The company has seen earnings fall over the recent years, while its P/E multiple has risen offsetting the fall in share price. We believe the stock is has a moderate upside in the near term. Our dashboard What Factors Drove -16% Change In Honda Motor Stock Between 2018 And Now? provides the key numbers behind our thinking.

The -15% fall in HMC stock price from FY 2018 to now is justified by a significant fall in earnings during those two years. Honda’s revenue was flat over the period at $138.9 billion (¥15.7 trillion) in FY 2020 (ended March 2020). Net Income margin decreased from 6.9% in FY 2018 to 3.1% in FY 2020. On a per share basis, earnings went down from $5.32 to $2.46. The fall in the margin was primarily due to higher operating expenses.

During the same period, the P/E multiple rose from 6.5x to 9x. The P/E improved in recent weeks as the company and sector are showing signs of recovery. Currently the multiple stands at 11.8x.

Where Is The Stock Headed?

The global spread of coronavirus led to lockdown in various cities across the globe, which affected industrial and economic activity. This is likely to adversely affect consumption and consumer spending. Honda’s revenues and earnings took a hit for the first half of FY 2021, though there are signs of recovery in Q2 2021 as the company reported flat revenue and a growth in earnings compared to the same period in 2020. Q2 2021 also saw the automobile sector improve sales volume by 1% y-o-y to 1,235K units while sales volume for the life creation segment (formerly power products) rose by 18.6% y-o-y to 1,370K.

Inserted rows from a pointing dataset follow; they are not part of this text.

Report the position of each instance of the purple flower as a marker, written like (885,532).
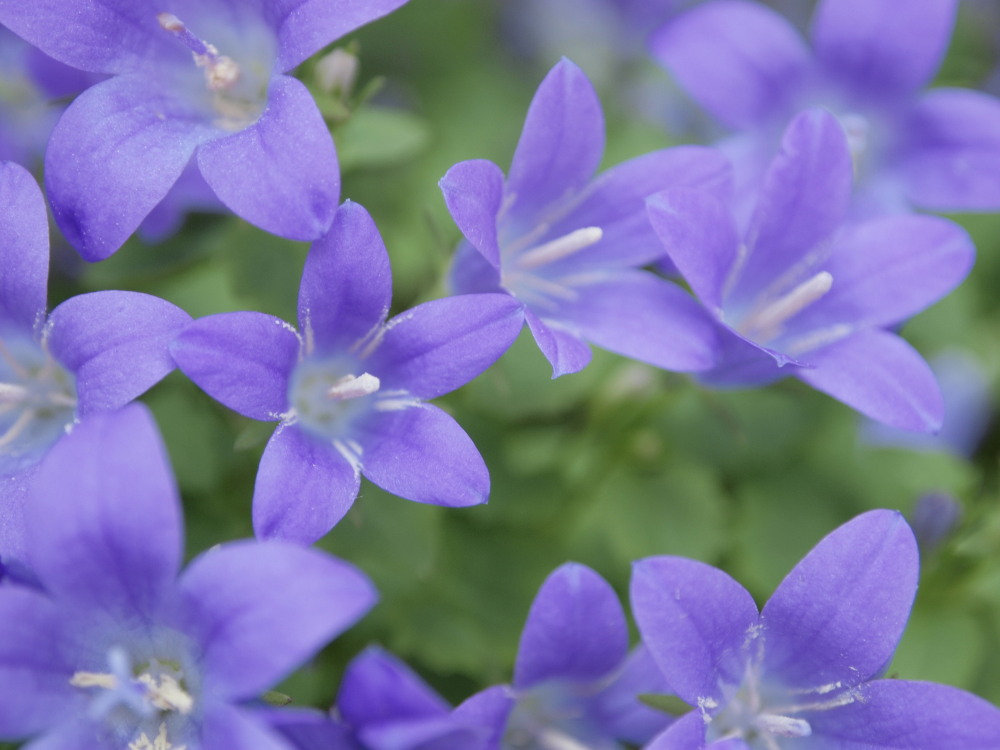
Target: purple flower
(750,69)
(116,651)
(569,247)
(348,388)
(95,352)
(802,294)
(203,78)
(802,672)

The actual recovery and its timing hinge on the broader containment of the coronavirus spread. Our dashboard Trends In U.S. Covid-19 Cases provides an overview of how the pandemic has been spreading in the U.S. and contrasts with trends in Brazil and Russia. Following the Fed stimulus — which set a floor on fear — the market has been willing to “look through” the current weak period and take a longer-term view. With investors focusing their attention on FY 2022 results, the valuations become important in finding value. Though market sentiment can be fickle, and evidence of an uptick in new cases could spook investors once again. As per Honda’s valuation by Trefis, we have a price estimate of $31 per share for HMC’s stock, reflecting a 7% potential rise from its current level.